Focus MALAYSIA WEEKLY ISSUE 055
THE WEEK OF DECEMBER 21 – DECEMBER 27, 2013
Review 2013 / Outlook 2014 -- BANKING
By: FocusM

Ashok Ramamurthy
Group Managing Director,
AmBank Group
How did 2013 pan out for Ambank Group?

It was another year filled with excitement and some challenges.  Despite slower economic growth and intense competition, we made good progress in our FY2014-2016 Strategic Agenda, delivered stronger earnings – with our first half FY2014 profits up 10.1% from a year ago – and achieved most of our FY2014 guided key performance indicators.

Our integration with our two new businesses acquired, Kurnia Insurans and MBF Cards, is on track and they have contributed to the performance of the Group.

We are seeking a new strategic partner to build scale in life assurance and the family takaful business in progress.  We have completed Phase Two of the bidding process in our search for a new strategic partner for the life and family takaful businesses, and aim to finalise a buyer by the end of the year.

Most recently, Phase One of our new core banking platform went live.  This investment will create a scaleable and robust platform for growth.  Its functionalities are expected to pave the way for delivering operational improvements, an enhanced customer experience and revenue growth.

As a testament to our strong governance and improved financial fundamentals, Rating Agency Malaysia (RAM) upgraded AMMA Holdings Bhd and all three of our main subsidiaries, AmBank (M) Bhd, AmIslamic Bank Bhd and AmInvestment Bank Bhd, credit ratings to AA2/P1 with a stable outlook.
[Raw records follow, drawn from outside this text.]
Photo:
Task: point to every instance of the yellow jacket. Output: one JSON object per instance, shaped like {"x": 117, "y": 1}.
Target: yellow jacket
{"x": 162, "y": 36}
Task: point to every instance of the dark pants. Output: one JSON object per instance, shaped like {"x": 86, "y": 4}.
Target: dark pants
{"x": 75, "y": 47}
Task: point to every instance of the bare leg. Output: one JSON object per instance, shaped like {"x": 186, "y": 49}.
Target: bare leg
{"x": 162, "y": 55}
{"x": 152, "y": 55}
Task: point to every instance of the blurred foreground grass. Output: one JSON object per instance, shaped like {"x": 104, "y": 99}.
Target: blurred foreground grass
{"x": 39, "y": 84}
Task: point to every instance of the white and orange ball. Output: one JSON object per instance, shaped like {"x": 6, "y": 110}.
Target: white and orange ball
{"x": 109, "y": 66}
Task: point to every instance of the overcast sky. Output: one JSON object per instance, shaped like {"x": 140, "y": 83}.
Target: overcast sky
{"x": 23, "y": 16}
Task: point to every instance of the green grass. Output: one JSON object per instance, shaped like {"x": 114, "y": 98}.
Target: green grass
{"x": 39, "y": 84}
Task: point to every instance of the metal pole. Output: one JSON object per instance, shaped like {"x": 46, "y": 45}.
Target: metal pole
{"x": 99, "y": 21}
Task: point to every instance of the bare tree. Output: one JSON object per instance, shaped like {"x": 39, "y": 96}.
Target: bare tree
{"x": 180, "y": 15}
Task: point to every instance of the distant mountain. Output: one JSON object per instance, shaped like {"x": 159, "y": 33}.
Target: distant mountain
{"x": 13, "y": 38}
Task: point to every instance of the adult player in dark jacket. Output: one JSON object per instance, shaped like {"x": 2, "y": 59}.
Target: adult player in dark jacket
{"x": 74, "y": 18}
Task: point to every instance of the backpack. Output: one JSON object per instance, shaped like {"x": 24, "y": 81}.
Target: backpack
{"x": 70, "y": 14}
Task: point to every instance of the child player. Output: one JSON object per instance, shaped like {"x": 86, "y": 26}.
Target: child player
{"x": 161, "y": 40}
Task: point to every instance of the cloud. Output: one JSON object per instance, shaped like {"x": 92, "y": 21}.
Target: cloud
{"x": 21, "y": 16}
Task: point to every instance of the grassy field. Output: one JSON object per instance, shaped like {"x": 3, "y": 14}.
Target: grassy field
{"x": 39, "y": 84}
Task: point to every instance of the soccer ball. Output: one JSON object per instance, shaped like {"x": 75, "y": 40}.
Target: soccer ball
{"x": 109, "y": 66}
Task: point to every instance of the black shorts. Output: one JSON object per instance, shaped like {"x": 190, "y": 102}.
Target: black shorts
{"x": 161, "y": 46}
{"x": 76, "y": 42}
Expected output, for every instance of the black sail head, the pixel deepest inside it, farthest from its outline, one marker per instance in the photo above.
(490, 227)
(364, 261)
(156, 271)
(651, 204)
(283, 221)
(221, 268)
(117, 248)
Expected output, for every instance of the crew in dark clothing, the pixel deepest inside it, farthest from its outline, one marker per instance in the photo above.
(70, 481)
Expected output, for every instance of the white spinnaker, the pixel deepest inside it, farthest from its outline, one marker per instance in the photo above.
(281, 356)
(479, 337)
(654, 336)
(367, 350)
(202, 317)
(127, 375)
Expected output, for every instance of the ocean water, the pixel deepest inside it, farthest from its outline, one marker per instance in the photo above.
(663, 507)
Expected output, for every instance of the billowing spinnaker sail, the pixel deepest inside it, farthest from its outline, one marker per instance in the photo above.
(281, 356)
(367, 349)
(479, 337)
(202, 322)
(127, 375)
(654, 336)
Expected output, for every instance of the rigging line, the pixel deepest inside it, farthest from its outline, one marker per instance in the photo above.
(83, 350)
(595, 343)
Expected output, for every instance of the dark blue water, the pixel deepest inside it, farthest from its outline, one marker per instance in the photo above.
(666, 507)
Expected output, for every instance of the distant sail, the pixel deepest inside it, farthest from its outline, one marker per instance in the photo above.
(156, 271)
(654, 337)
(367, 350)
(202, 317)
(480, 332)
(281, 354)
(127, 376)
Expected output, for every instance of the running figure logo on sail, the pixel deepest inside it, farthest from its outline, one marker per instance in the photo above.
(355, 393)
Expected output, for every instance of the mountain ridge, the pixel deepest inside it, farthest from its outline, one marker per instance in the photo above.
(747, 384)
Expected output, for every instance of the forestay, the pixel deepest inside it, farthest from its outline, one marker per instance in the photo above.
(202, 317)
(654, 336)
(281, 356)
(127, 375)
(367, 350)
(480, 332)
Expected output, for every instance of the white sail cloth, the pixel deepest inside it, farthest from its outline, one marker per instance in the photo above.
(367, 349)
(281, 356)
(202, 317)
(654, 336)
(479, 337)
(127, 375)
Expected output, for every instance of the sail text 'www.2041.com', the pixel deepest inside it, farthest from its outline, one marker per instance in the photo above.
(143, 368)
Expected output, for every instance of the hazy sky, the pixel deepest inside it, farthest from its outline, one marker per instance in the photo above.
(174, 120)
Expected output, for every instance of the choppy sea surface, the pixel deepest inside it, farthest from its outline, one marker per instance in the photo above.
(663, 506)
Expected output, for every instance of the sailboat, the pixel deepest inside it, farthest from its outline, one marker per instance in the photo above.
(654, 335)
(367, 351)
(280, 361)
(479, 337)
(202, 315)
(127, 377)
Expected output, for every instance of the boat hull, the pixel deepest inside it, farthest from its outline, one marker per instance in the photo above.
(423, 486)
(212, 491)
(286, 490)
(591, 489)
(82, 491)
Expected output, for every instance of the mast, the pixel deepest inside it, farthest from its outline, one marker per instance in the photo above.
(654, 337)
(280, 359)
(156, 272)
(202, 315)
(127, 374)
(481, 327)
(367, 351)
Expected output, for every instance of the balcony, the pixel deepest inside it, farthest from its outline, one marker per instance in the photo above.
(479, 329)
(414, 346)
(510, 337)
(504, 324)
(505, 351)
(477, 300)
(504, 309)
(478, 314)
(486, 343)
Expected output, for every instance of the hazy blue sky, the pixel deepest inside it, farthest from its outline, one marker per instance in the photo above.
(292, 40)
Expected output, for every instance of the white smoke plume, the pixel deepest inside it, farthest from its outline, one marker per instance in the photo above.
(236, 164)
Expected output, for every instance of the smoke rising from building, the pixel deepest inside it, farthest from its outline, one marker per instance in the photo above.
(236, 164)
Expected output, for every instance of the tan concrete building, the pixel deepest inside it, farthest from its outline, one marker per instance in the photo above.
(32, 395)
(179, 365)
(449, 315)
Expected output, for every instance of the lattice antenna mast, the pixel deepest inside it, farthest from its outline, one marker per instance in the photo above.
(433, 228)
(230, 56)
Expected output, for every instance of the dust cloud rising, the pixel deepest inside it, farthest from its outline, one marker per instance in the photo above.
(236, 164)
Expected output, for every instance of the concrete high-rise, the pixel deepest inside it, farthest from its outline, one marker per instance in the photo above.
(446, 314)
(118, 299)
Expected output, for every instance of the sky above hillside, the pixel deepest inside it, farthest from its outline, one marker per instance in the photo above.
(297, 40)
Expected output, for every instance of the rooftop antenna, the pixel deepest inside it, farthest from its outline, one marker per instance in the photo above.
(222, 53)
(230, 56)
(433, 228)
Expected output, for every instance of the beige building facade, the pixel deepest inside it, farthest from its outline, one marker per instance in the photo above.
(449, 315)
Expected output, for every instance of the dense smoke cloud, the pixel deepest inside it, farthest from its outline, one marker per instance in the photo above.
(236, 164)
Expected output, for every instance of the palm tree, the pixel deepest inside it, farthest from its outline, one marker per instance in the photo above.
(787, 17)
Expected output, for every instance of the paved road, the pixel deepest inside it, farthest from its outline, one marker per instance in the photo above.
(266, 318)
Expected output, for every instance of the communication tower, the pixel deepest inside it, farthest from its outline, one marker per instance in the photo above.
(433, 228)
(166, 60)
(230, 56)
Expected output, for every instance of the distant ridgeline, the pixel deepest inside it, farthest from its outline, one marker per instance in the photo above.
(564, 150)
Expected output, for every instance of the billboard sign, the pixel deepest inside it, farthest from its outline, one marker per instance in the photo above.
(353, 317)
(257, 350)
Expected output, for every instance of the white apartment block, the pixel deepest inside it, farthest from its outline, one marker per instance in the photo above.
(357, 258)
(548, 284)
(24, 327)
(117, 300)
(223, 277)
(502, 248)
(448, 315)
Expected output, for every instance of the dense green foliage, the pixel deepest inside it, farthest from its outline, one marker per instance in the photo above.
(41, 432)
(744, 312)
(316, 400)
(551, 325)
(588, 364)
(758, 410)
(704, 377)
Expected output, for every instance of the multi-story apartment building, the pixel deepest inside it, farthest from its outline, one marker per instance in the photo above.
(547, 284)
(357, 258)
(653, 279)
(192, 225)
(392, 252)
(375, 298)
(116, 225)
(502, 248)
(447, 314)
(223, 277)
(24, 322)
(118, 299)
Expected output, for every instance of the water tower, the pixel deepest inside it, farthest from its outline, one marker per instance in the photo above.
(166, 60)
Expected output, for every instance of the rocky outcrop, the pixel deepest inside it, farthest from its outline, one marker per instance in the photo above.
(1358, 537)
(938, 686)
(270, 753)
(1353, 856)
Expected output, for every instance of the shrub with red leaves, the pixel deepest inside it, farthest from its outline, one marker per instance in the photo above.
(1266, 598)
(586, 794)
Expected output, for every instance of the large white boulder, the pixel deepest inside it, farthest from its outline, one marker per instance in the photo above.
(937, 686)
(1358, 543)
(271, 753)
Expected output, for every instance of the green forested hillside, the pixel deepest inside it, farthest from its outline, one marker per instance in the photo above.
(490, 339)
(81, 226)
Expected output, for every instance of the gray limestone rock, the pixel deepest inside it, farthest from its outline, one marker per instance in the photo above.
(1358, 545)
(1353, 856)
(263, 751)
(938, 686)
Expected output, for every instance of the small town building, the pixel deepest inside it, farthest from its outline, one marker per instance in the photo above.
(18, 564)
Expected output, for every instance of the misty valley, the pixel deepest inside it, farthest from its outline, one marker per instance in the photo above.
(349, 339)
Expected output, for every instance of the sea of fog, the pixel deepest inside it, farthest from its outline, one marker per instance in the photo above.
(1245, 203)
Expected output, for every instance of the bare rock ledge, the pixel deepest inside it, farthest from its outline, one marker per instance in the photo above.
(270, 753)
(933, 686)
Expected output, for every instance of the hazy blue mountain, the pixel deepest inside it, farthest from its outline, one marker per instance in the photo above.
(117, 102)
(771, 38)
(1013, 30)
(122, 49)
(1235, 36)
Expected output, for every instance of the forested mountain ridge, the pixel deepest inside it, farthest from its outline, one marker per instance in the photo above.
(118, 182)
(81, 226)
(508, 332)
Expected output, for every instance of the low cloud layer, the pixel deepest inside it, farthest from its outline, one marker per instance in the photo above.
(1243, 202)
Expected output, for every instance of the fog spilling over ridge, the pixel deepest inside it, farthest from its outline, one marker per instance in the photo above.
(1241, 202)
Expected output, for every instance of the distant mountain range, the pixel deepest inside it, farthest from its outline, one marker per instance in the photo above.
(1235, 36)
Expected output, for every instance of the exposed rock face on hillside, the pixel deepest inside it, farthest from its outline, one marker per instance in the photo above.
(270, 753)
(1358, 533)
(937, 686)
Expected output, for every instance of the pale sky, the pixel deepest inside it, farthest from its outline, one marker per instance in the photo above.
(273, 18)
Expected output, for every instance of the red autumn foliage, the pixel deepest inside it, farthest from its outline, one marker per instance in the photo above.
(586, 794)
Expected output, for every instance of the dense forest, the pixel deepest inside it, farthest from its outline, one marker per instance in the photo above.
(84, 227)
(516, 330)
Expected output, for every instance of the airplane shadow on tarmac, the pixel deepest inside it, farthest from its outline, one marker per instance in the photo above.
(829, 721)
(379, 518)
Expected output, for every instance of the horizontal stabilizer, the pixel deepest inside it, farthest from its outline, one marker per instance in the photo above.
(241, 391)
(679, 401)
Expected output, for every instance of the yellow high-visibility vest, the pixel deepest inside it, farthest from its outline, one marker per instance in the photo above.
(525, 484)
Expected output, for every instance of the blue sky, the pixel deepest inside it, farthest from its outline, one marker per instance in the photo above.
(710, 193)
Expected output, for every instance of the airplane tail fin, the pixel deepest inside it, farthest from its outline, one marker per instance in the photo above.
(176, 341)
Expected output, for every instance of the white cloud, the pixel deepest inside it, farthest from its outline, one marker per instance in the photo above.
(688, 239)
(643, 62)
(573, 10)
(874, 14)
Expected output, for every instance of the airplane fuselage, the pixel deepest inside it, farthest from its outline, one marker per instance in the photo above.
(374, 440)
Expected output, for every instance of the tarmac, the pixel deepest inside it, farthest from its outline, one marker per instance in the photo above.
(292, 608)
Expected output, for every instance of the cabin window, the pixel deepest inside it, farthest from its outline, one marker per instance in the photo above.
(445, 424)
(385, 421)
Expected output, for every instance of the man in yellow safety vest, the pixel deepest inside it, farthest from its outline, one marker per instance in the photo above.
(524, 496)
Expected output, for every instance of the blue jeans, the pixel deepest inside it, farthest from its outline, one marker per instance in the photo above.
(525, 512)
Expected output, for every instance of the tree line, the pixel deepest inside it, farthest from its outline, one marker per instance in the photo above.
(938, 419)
What are your expectations for your company and the banking sector in 2014?
For AmBank Group:

·   To complete our integration of two newly-acquired businesses, Kurnia and MBF Cars, and seek a new strategic-partnership for our life and family takaful businesses;
·  Stronger earnings as we progressively deliver on our five strategic themes.

To recap our strategic agenda: (1) Integrate acquisitions and deliver synergies; (2) Simplify business model and streamline processes; (3) Accelerate organic growth with focus on cross-selling, flow business, small business, and emerging affluent customers; (4) Build scale in specialist businesses with partners; (5) Optimise capital and holding-company structures.

For the banking sector, we expect modest growth in line with economic growth (our in-house economist expects the Malaysian economy to grow 4.8% in 2014 from 4.6% in 2013), supported by stronger capital-market activities as Economic Transformation Programme (ETP) projects pick up.

What do you think will be key events and challenges that will shape the banking sector’s prospects next year?

The Group expects the domestic economy to pick up in 2014 due to improved global trade and supported by private expenditure.  Nevertheless, global sentiment underpins the domestic economic outlook and we expect headwinds in the banking environment to moderate growth.

Retail loan growth could moderate on the back of easing consumer spending from the rationalisation of subsidies and responsible lending measures to address household debt.  Margin compression will continue from increasing competition for deposits, loans and other financial products.  Asset quality trend may come under pressure from inflation, resulting in increased provisions.

While we are conservatively placed to handle volatility, these potential challenges will need to be carefully managed to avoid a material impact on financial performance.  I expect the banking sector to continue to increase loans / financing, adversely affected by margin pressure.  Overall, the banking sector should continue to deliver improved profits, though the pace of growth is expected to moderate compared with the preceding two to three years.